Un article à paraître dans Journal of Food Protection attire l’attention sur le transfert d'allergènes de crevettes et de cabillaud vers des aliments autres que des produits de la mer via une pâte à frire réutilisée et avec une persistance après friture.
Faits saillants
- Les allergènes de crevettes et de cabillaud s'accumulent progressivement dans de la pâte liquide réutilisée.
- Les allergènes de produits de la mer sont transférés au poulet, aux champignons et aux courgettes via une pâte commune.
- La friture à 180°C réduit les taux de protéines de produits de la mer détectables dans les aliments enrobés de pâte.
- La pâte réutilisée transfère des protéines de cabillaud à des niveaux dépassant la dose de référence de 5 mg pour une consommation moyenne.
- En cas d'usage partagé, la pâte liquide présente un risque de contamination croisée plus élevé que la panure sèche.
Résumé
Le système de pâte liquide
réutilisée dans les établissements de restauration et de vente au
détail constituent une source potentielle, bien que peu étudiée,
de contamination croisée par des allergènes de produits de la mer.

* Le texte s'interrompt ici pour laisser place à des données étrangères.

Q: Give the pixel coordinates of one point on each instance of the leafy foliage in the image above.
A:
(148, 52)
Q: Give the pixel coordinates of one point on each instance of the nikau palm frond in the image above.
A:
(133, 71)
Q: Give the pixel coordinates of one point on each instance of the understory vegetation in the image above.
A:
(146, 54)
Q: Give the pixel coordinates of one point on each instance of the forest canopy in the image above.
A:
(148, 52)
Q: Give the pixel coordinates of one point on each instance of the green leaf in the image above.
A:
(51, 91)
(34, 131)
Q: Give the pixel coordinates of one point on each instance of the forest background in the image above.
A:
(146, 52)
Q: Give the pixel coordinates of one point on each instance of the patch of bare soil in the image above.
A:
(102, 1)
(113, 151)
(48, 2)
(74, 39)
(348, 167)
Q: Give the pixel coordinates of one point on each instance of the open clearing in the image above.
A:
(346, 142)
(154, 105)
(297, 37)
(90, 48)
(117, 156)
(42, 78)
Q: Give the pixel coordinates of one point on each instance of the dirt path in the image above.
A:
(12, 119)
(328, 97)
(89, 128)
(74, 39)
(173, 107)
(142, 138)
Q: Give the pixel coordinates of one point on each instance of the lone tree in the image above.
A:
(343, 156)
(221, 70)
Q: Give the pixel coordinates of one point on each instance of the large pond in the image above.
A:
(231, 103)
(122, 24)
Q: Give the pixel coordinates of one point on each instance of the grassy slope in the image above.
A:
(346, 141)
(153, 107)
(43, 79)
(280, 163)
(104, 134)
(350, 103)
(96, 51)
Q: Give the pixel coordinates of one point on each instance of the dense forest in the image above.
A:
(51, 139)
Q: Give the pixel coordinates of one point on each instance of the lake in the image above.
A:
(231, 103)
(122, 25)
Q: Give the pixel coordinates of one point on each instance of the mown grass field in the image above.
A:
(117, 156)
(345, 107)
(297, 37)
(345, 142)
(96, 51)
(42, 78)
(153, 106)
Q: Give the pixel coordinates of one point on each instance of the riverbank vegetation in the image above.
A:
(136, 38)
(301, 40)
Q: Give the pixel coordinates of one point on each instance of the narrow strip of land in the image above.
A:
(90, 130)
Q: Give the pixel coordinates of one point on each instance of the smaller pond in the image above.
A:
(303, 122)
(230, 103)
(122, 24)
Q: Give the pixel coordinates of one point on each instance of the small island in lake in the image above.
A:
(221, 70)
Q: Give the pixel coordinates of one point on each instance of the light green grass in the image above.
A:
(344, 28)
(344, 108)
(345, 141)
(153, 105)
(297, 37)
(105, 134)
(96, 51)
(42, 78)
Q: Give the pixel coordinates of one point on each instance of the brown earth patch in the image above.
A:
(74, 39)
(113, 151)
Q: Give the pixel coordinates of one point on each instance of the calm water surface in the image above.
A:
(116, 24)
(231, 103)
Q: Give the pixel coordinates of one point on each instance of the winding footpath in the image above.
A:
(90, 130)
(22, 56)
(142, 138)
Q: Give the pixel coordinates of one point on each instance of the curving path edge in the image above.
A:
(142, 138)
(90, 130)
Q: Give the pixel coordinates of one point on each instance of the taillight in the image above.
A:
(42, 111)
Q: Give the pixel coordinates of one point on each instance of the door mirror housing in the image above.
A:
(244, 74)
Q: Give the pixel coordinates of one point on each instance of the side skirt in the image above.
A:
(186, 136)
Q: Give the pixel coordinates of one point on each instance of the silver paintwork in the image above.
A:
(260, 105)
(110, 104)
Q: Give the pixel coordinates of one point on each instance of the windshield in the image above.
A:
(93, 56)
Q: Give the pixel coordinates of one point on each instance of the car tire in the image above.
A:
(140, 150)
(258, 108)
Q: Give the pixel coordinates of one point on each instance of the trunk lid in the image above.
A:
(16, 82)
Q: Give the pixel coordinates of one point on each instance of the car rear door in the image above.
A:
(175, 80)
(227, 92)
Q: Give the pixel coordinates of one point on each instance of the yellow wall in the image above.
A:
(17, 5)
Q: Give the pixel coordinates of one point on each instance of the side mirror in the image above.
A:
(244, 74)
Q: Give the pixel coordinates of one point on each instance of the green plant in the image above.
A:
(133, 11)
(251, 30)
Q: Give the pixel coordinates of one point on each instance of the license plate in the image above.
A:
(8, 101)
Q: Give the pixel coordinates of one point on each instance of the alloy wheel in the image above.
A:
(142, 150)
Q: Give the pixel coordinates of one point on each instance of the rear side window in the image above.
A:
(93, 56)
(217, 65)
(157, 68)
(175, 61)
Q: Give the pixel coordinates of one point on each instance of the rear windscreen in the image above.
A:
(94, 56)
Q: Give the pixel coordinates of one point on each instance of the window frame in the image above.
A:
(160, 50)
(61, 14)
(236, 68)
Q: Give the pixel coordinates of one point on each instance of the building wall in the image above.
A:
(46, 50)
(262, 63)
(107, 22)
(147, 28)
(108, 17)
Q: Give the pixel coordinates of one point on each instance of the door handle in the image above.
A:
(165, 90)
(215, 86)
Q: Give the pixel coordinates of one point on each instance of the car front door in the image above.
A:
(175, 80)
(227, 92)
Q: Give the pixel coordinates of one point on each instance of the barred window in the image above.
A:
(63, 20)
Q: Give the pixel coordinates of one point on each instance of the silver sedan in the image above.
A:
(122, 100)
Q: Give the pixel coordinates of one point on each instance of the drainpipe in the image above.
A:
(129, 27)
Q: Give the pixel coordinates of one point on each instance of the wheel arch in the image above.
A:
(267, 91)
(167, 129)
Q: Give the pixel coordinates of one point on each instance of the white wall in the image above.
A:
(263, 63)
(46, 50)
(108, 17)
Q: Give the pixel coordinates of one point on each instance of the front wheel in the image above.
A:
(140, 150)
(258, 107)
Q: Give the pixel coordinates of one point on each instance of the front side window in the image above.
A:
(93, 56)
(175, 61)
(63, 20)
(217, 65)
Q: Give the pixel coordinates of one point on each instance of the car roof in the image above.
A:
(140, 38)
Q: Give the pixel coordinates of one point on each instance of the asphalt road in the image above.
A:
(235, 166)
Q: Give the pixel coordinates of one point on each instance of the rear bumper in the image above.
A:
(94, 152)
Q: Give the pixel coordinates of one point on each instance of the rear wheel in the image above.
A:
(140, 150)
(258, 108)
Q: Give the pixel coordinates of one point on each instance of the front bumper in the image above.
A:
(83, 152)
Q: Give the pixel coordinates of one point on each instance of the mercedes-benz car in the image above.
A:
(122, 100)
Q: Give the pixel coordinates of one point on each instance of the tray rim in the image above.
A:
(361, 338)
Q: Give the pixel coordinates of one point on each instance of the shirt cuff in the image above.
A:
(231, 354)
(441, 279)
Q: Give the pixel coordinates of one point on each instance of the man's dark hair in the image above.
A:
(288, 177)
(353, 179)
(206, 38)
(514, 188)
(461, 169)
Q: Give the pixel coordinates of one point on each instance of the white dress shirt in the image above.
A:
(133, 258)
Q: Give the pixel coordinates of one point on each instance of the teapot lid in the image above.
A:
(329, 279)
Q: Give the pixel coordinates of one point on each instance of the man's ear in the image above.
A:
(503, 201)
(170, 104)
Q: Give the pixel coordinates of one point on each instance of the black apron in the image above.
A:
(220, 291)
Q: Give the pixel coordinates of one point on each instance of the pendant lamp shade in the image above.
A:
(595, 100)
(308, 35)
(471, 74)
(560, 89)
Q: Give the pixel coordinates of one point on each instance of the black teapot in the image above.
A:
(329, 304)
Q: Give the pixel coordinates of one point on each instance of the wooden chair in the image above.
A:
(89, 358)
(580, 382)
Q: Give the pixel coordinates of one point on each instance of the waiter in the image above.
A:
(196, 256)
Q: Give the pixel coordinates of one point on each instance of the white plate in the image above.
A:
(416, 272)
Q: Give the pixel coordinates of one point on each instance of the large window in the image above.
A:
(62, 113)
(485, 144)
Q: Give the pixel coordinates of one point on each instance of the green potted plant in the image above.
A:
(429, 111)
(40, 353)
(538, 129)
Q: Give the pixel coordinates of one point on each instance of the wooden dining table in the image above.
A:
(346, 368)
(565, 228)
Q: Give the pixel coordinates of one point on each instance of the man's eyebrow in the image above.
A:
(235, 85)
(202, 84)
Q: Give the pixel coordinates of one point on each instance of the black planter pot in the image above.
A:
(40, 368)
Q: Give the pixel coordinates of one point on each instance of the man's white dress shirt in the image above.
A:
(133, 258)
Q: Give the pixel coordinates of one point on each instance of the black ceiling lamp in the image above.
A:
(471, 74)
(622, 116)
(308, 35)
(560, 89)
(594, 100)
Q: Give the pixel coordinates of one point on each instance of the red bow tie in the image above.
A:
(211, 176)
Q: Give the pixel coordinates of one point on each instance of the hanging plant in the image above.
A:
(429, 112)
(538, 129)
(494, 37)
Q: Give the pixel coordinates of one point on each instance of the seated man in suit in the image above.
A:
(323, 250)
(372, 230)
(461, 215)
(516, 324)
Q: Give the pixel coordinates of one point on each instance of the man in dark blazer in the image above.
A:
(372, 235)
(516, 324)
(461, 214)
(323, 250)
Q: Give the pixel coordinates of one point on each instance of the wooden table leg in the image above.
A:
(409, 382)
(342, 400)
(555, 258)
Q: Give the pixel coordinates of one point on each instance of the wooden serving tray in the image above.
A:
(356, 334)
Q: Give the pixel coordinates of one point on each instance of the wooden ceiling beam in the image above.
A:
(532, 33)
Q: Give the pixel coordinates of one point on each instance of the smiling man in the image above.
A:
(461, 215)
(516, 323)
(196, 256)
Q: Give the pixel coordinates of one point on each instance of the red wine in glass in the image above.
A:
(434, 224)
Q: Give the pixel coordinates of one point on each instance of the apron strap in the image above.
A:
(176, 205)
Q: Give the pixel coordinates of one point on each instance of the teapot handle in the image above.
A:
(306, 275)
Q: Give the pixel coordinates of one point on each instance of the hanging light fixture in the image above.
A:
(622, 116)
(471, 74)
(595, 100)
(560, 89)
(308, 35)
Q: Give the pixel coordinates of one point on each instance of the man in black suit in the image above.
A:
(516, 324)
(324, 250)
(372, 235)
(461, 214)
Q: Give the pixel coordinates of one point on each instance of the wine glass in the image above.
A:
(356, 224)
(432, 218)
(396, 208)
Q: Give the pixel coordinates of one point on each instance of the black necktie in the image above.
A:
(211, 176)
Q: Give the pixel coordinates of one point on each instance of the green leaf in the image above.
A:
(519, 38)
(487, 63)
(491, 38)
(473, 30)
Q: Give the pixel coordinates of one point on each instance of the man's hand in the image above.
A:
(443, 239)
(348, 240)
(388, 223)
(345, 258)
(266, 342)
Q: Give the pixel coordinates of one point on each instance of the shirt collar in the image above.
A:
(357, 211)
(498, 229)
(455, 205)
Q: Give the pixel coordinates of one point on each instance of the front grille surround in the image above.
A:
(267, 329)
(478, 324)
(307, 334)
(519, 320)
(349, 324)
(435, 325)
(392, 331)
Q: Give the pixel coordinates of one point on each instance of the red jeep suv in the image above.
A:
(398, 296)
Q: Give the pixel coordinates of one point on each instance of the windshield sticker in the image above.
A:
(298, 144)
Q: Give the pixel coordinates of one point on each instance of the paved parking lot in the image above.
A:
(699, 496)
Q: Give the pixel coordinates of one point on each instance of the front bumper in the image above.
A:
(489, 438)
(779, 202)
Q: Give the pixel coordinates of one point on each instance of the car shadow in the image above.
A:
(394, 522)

Cette étude a quantifié l'accumulation de protéines de crevettes
et de cabillaud dans une pâte liquide au fil de 20 lots de
préparation successifs, chacun correspondant à une portion
individuelle (20-25 g), et a évalué leur transfert vers du poulet,
des champignons et des courgettes préparés ultérieurement, avant
et après friture à 180°C. Les concentrations en allergènes ont
été mesurées à l'aide de quatre kits ELISA commerciaux (deux kits
par espèce). Les concentrations en protéines de crevettes ont été
multipliées par environ 7 entre les lots 5 et 20, tandis que celles
en protéines de cabillaud ont été multipliées par environ 3 sur
la même période. Dans l'ensemble, les résidus de cabillaud se sont
accumulés dans la pâte à des niveaux nettement plus élevés que
ceux de crevettes pour tous les lots. Des protéines de crevettes et
de cabillaud ont été détectées dans les trois types d'aliments
autres que les produits de la mer après leur préparation dans la
pâte réutilisée. La friture a réduit les taux d'allergènes
détectables de 1 à 67 % pour les crevettes et de 74 à 88 % pour le
cabillaud. Les estimations de l'exposition des consommateurs aux
crevettes n'ont pas dépassé la dose de référence de 200 mg pour
aucun type d'aliment, avant ou après friture ; en revanche,
l'exposition au cabillaud a dépassé la dose de référence de 5 mg
de protéines de poisson, même au 25e centile de consommation*, pour
tous les types d'aliments. Ces résultats démontrent que les
allergènes de produits de la mer s'accumulent et se transfèrent
facilement dans la pâte liquide réutilisée, ce qui présente un
risque allergique potentiel pour les produits contaminés par
transfert de contamination, même après friture.
* Le 25e centile d'une consommation est la valeur en dessous de laquelle se situent 25 % des consommateurs de l'ensemble des données.